In addition to Iolanthe and Yuah, several others live in the Dechantagne household (not including the servants).
Mrs. Colbshallow continues to live with the Dechantagnes. Mrs. C is perhaps the most often encountered household memeber. She has her bit in all six of the books. By this point, she’s pretty much running the house and her son lives right across the street.
Iolana, Iolanthe’s daughter is a toddler in this book and while she appears, she doesn’t have too big a part to play. The same is true of Yuah’s son Augie, who is a tiny baby. Both have a much bigger parts in books 4 & 5.
At that moment a little girl, almost three, in a bright floral dress ran into the room. Her blond hair seemed thin around her chubby, round face, but was supplemented with a large red bow on the top of her head. Bouncing along on her chubby little legs, she was not quite in control of her body, and bumped right into the stuffed arm of Iolanthe’s chair. She was up again quickly, though she left the item she had been carrying, a doll with a dress exactly like hers, lying on the hardwood floor.

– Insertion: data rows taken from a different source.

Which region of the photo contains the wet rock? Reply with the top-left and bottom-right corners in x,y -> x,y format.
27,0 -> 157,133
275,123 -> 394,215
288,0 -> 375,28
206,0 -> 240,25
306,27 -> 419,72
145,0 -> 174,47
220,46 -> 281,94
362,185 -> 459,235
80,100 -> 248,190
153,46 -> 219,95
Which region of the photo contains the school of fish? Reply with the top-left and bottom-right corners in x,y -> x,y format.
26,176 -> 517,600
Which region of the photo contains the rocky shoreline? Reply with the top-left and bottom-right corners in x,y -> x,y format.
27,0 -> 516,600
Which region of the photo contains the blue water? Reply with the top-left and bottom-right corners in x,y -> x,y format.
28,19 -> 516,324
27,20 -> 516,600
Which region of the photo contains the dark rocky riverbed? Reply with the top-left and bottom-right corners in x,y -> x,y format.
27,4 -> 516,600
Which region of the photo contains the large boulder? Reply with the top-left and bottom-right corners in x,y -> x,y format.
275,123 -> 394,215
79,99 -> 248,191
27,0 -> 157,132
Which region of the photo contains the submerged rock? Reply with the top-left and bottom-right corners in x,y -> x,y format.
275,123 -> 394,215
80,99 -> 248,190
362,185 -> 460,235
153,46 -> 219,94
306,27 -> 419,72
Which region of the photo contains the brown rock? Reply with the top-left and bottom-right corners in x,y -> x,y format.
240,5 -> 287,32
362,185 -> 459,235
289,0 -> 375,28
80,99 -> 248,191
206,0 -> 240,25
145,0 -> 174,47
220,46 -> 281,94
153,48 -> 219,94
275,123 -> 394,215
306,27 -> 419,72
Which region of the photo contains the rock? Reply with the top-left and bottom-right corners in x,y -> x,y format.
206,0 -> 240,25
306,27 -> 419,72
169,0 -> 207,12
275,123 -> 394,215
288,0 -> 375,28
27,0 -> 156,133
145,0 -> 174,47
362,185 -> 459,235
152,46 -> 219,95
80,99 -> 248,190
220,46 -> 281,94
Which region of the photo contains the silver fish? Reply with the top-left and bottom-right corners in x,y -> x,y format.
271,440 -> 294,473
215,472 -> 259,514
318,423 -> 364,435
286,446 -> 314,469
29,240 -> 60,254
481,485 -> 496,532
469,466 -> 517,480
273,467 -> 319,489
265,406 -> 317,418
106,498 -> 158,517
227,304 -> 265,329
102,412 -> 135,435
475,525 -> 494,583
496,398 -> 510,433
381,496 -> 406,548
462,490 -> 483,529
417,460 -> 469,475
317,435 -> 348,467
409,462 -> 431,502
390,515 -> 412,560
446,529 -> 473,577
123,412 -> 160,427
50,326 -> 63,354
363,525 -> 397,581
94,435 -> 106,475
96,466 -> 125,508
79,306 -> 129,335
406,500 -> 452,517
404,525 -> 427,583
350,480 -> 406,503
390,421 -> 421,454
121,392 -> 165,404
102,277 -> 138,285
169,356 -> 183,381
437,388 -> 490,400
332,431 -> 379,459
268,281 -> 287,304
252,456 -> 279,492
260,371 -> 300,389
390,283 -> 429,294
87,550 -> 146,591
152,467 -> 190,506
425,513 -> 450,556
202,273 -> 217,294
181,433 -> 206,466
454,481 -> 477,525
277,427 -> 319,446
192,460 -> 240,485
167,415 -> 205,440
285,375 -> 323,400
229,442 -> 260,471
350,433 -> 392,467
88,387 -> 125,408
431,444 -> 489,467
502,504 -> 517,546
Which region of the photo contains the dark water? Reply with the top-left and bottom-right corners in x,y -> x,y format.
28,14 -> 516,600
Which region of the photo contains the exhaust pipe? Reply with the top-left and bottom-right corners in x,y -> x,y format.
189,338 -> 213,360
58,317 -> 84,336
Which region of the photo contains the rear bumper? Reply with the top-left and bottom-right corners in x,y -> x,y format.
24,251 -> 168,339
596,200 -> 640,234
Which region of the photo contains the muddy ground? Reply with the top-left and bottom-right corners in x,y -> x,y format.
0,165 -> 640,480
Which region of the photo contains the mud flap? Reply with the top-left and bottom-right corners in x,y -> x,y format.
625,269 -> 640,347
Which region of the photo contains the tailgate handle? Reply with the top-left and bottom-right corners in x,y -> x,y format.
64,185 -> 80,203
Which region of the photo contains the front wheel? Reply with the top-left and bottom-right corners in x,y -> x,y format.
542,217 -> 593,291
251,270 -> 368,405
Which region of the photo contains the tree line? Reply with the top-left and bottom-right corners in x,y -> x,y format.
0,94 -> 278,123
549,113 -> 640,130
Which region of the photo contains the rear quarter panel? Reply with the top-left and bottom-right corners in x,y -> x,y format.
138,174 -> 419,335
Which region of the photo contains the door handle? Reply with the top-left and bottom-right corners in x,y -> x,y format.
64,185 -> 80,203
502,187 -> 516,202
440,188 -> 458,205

“Auntie Yuah,” said the toddler, running to the woman with the baby. “I want to give Augie a kiss.”
“Alright, but carefully. He’s asleep and we don’t want to wake him.”
With the exaggerated movements that are so endearing in the very tiniest human beings, the little girl reached up on her tip-toes and puckered up her lips, stretching them out as far as they could go, and kissed the baby, held out by its mother, with a smacking sound. She then rolled back on her heels, almost losing her balance and falling back onto the coffee table.
“Very sweet,” said Yuah. “Now go see Mummy.”
“Don’t you dare jump on me,” said Iolanthe, as the child trundled around the table toward her. “Your dress is filthy. What have you been doing?”
“Making mud pies.”
“Making mud pies,” muttered the governor. “Sirrek!”
The mottled yellow and brown lizardman returned.
“Who is supposed to be watching Iolana?”
“Kheesie,” hissed Sirrek.
“Remind her that the child is supposed to stay clean. If she can’t do her job, I’m sure that there are others who can. And have her draw Iolana a bath.” Iolanthe turned to Yuah. “If there is one thing you can count on the lizards to get right, it’s bathing.”
Yuah gave a half nod-half shrug of acknowledgement; though the vast majority of her attention was still on the sweet, perfect, angelic, little face of Augustus Marek Virgil Dechantagne. At two months old, he was still so tiny and so helpless that without trying, he activated that part of her that seemed to want to do everything for him and to give him everything. And he looked so much like his father. She held and cuddled him for half an hour, scarcely noticing that everyone else eventually left the room. Finally she was rewarded with his dark blue eyes opening. As he looked back at her, she felt the pull of her milk, and carried the baby upstairs and into the nursery to feed him.